Charles Pachter is and always was a painter. You see it in his fingernails. When he was two years old, his babysitter found him one day spreading doo-doo on the walls, “with great glee”. At that point, his parents decided he would probably remain that way. His work materials have since grown up, and his technique has improved a bit too. Evidently, he was meant to be an artist. If you need more proof, you can be referred to his Queen’s Jubilee Medal. He’s also an Officer of the Order of Canada. Those are some damn good credentials.

Charles Prachter_PRODUCT-1

Known for his work in pop-Canadiana, he’s notable for the fierceness of his patriotism and his commitment to developing Canadian culture as something more than a foil to Americanism. If you’re local, you’ve almost certainly come across his work. Those ubiquitous moose statues are his idea, and the mural in the College St. subway station is also by his hand (“Hockey Knights in Canada”). His paintings hang in the Toronto Stock Exchange, as well as Canada’s American embassy. Aptly, for a man who names most of his pieces with puns, his subjects are playful and understated. It seems like a conspicuous affront to the more pretentious side of the art world. Recalling his University of Toronto years, he brings up a saying he used to use when handing in assignments:

I made a fake phrase about art… which you could say about everything, whether it was impressionism or Greek sculpture. It went like this – the eye is drawn upward by the monumentality and the tonality of the orchestration of colour and the positive and negative balance. Always on your essay you’d get, B+, very readable. It was total nonsense.

His distaste of critics hasn’t changed much since, though he notes that they’ve grown more respectful as he approaches an age where he might… expire. Such is life. In lieu of pandering to cultural elitism, he’s a man very much defined by pragmatism. He advocates “making peace with the fact that it’s not a sin to make art that middle class wealthy people will want in their home.” At the risk of getting speculative, this might be informed by a healthy background in business. At one time, Charles owned 14 properties in the GTA. Though the recession of the early ‘80s ruined him, he’s rebuilt part of his empire since; and his talking points are free of lofty artist-isms.

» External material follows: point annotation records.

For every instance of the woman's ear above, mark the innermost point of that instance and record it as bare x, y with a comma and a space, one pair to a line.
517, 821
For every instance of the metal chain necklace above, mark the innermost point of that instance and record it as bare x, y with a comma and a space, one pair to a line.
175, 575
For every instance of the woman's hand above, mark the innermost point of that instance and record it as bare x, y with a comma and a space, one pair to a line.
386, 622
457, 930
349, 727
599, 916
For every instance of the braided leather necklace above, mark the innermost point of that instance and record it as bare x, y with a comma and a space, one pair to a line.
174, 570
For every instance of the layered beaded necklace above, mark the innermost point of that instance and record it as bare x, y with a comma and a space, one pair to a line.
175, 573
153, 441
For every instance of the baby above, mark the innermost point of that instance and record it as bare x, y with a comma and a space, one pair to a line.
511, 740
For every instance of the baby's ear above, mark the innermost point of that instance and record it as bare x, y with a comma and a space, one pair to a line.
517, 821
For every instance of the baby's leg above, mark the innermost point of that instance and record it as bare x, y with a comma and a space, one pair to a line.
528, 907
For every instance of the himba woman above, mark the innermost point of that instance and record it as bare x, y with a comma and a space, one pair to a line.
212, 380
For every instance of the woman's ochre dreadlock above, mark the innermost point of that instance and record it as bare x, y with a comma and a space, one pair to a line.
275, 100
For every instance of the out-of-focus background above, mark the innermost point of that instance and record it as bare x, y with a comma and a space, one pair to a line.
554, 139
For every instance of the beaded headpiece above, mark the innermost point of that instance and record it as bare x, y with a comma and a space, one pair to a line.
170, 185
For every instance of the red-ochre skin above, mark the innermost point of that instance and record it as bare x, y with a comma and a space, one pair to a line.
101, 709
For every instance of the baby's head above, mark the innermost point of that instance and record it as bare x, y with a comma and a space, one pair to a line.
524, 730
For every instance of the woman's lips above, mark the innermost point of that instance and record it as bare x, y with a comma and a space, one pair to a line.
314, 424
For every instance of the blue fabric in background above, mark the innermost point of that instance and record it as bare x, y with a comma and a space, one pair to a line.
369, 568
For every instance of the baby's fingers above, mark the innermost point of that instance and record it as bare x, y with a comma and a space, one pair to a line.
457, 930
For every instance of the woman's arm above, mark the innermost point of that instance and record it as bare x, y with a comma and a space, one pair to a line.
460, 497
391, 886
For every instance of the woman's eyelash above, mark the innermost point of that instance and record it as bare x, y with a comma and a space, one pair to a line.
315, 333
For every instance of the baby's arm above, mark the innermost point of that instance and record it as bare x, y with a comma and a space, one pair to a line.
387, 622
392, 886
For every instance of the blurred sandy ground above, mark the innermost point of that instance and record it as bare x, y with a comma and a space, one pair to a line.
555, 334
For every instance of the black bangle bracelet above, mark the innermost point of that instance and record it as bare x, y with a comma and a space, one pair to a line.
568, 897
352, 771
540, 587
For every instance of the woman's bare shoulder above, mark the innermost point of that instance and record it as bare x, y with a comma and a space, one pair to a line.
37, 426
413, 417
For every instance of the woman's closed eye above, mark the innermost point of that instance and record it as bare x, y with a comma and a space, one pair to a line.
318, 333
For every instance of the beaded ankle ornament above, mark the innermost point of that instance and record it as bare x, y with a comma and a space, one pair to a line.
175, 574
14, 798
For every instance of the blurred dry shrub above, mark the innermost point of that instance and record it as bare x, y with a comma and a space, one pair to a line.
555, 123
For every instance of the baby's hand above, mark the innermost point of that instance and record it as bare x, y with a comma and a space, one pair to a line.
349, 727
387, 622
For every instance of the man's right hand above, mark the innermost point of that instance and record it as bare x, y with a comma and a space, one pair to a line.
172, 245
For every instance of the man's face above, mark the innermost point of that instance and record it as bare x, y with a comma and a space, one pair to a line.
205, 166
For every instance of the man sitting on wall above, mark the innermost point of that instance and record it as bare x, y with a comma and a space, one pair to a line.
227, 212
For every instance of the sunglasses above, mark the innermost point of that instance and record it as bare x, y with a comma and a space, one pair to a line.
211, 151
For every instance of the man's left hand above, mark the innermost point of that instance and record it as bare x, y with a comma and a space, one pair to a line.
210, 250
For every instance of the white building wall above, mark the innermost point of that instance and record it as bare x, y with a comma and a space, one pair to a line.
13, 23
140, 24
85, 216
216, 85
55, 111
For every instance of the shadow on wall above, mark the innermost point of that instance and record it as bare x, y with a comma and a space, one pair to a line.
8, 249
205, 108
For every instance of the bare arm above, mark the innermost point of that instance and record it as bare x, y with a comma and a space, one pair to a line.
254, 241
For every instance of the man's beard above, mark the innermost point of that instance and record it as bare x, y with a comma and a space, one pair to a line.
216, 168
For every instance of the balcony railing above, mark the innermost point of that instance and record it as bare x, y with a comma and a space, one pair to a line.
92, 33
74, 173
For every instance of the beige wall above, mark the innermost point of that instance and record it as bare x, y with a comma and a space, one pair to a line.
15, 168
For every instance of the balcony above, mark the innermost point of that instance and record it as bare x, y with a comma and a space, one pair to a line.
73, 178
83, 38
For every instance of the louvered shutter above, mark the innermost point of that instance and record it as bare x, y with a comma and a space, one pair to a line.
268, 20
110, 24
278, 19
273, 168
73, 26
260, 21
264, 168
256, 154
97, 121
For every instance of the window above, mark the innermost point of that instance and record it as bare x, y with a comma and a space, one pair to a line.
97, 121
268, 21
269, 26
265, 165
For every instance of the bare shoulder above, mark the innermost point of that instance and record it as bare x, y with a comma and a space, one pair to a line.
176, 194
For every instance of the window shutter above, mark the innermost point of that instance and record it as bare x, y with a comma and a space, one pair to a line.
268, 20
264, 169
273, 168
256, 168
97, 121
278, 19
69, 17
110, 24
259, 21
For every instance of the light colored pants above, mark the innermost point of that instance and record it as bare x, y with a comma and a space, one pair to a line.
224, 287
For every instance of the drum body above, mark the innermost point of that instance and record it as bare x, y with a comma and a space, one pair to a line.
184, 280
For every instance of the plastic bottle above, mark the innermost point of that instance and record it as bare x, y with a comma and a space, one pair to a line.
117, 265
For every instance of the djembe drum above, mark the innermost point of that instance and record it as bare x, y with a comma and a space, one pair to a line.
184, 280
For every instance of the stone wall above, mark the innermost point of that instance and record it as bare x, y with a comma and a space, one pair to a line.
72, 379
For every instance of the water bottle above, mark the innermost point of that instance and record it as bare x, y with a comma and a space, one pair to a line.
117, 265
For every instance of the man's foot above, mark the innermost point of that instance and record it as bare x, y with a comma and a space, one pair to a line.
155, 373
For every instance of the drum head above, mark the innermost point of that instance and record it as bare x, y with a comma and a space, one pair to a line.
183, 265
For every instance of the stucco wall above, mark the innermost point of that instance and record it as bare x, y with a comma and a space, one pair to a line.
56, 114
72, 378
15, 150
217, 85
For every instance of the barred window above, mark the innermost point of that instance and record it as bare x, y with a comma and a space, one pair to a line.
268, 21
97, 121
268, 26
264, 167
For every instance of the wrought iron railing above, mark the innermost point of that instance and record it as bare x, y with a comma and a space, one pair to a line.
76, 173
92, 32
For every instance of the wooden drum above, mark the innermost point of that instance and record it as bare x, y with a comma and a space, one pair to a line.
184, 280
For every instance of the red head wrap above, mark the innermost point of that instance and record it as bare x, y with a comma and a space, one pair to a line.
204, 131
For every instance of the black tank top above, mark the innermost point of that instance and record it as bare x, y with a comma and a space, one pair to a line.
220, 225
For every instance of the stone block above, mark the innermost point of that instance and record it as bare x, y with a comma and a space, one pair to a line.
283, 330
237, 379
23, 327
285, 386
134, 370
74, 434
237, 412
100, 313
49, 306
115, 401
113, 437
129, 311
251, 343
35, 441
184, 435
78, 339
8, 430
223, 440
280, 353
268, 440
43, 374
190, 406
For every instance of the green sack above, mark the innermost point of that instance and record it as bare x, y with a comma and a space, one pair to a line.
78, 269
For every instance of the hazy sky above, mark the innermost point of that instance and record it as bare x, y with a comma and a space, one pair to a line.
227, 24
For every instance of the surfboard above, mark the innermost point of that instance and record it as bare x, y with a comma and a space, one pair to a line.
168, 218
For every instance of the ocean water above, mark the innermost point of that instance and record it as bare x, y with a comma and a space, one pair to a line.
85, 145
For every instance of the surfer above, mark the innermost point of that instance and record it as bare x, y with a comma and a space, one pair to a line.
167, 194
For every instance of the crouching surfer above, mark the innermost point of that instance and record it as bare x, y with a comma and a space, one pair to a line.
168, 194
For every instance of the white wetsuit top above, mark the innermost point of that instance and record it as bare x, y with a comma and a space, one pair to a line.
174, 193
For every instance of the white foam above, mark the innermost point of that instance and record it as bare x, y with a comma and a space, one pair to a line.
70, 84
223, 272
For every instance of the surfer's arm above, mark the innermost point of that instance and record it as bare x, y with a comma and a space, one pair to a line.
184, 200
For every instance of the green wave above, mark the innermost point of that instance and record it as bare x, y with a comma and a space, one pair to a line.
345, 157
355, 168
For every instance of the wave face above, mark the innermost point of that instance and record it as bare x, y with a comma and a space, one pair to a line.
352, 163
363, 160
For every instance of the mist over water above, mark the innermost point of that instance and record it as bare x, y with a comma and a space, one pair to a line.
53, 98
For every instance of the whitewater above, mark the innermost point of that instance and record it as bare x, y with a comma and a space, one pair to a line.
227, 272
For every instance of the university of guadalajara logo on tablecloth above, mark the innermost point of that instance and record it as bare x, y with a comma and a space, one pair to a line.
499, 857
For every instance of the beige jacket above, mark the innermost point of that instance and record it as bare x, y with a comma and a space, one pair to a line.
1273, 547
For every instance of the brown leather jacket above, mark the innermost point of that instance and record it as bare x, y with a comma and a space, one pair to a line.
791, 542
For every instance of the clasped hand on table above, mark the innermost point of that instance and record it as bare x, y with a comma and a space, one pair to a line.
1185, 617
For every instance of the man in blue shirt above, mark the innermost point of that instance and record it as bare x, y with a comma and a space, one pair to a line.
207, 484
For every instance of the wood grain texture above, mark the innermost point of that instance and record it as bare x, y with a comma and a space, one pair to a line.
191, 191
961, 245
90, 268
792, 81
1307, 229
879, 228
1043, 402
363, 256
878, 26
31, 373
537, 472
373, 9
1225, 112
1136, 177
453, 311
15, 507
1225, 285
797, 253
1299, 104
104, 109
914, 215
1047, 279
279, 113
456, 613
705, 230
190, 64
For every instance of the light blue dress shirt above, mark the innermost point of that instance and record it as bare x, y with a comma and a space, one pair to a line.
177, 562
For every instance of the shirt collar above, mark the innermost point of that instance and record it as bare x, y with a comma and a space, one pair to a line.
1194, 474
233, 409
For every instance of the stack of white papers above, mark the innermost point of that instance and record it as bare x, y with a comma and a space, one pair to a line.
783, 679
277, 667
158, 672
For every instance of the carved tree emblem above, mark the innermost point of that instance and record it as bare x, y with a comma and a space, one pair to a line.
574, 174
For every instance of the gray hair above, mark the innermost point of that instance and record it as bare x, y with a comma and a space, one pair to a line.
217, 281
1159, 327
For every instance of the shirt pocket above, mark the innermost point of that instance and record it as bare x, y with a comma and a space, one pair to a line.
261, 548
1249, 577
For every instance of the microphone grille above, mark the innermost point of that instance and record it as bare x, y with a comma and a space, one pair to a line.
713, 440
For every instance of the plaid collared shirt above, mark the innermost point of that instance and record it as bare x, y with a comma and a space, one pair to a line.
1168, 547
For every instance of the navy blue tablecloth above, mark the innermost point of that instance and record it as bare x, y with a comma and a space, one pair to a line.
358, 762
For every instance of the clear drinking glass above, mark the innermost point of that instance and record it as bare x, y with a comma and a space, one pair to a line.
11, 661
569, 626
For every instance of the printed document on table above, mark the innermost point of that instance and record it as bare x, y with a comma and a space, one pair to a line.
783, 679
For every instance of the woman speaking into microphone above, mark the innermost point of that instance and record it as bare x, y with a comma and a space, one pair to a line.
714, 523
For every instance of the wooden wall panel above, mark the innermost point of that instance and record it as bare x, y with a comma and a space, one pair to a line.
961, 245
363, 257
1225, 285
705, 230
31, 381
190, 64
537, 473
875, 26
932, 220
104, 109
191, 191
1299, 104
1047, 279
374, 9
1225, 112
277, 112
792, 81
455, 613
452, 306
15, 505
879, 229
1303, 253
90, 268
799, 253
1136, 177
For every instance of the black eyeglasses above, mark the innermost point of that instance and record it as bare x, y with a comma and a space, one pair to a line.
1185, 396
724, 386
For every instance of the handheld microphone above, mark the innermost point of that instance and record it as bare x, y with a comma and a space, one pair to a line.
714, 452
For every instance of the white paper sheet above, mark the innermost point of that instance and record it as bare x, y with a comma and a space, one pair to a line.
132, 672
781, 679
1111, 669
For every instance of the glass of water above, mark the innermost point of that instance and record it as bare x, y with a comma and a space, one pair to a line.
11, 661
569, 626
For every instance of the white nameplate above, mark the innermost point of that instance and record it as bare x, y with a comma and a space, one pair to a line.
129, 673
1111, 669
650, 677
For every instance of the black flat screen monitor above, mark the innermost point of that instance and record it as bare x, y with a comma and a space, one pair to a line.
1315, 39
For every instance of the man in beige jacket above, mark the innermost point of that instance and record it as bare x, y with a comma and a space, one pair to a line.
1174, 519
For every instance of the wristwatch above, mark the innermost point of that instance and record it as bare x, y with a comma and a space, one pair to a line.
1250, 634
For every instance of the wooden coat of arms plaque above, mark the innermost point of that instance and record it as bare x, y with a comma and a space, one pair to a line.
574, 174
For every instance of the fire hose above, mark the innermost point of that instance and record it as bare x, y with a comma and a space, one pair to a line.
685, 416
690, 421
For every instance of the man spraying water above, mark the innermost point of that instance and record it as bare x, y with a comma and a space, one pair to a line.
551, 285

All things considered, Charles’s work succeeds in that it has the audacity to be 100%, unequivocally Canadian. That’s an important feat in a country where national identity seems to be something artists are afraid to embrace. Sure, to some, his Canada may seem a bit outdated, even anodyne. His Canada is that of his generation, and the country is ripe for redefinition by a new wave of artists. What he captures though, is a Canada that was, one that was overlooked, but one that still reverberates in our culture today.